"The greatness of a nation and its moral progress can be judged by the way its animals are treated." -Gandhi

Friday, April 2, 2010

from the NYT-"Can Animals Be Gay?"

http://www.nytimes.com/2010/04/04/magazine/04animals-t.html?src=me&ref=homepage

I found this article interesting more for the fact that everyone seems so surprised that homosexuality could exist in a "natural" state. The implication that human culture and behavior is so far removed from nature, that the human animal is so separate from our evolutionary next-of-kin that our rules and experiences are absolutely non-applicable to other animals, is, evolutionarily, ridiculous.

What animals do — what’s perceived to be “natural” — seems to carry a strange moral potency: it’s out there, irrefutably, as either a validation or a denunciation of our own behavior, depending on how you happen to feel about homosexuality and about nature. . . . “A lot of zoologists are suspicious, I think, of applying the same evolutionary principles to humans that they apply to animals,” Paul Vasey, the Japanese-macaque researcher, told me.

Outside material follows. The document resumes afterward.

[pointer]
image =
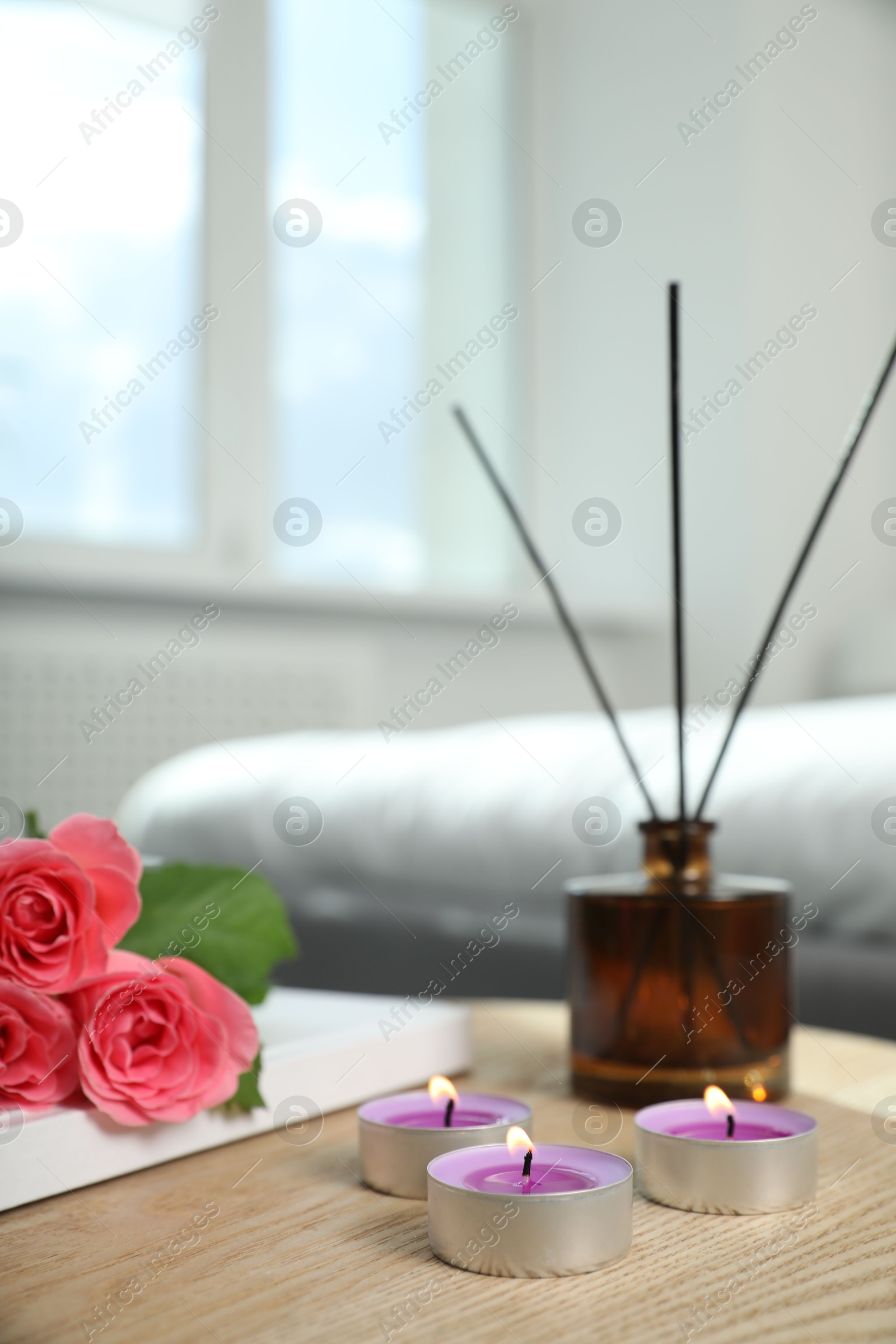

This bias towards regarding human experiences as something completely incomparable to the experiences of animals, even in ration-and-reason-obsessed science, is irrational and unreasonable. Humans are animals; animals with strange evolutionary adaptations, granted, but still subject to the same forces that created all forms of life. And, as such, it is silly to disregard the possibility of things like emotions, thought, sensation, and even sexual choice--for whatever reason and due to whatever complicated, controversial science-y factors that we haven't quite figured out yet (and do we really expect to find the absolute answer, really?).

The only people who should be honestly, truly surprised by the phenomena of homosexual pairings in non-human animals are people who honestly, truly don't believe homosexuality is something that happens naturally.